Retour illusoire, ils sont devenus des coolies pour les propriétaires coloniaux, qui reprenaient à leur compte une appellation d’origine tamoule, correspondant à la somme versée pour une tâche accomplie. Corvéables à merci dans les plantations mais plus esclaves, les Indiens perdaient, comme leurs prédécesseurs, leurs Dieux, leurs textes sacrés, leurs rites et rituels, leurs mythes, leur mode de vie, leurs habitudes vestimentaires, alimentaires, leur savoir-faire professionnel et leurs corporations de métiers, leurs musiques, leurs danses, leur théâtre… En bref, leur mode vie, leur culture, leur religion, leurs arts. Et enfin, ils perdaient leurs langues. Puis perdirent tout espoir de retour.

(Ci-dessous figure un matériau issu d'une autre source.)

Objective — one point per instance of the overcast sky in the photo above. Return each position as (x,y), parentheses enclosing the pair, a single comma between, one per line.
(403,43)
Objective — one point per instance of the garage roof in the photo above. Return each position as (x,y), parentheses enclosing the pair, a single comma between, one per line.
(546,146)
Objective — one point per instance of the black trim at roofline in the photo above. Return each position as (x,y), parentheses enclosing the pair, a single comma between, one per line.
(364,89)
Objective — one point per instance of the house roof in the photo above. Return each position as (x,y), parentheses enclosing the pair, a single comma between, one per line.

Comment s’enraciner dans un monde étranger à la suite d’un tel déracinement ? Après avoir traversé plusieurs océans, enduré les souffrances physiques, mais surtout en vivant avec le traumatisme de l’interdit absolu pour tout hindou de franchir le kala pani, le seul moyen de survivre n’est-il pas de chercher à s’adapter ?
Quelles formes d’implantations vont se manifester ?
Les hommes étaient condamnés aux travaux des champs, sans possibilité de mobilité sociale ; les femmes dans les cuisines et dépendances des békés, étaient aussi des objets de convoitise sexuelle. Malgré tout, certaines survivances ont traversé le temps, se sont petit à petit adaptées à l’environnement humain et naturel, d’autres ont fini par s’éteindre, mais au fil des ans le travail de la mémoire, les échanges intra-communautaires, ont reconstitué un passé mythique. Le déracinement n’a pas été total, il a donné lieu à de nouveaux drageons en terres caribéennes.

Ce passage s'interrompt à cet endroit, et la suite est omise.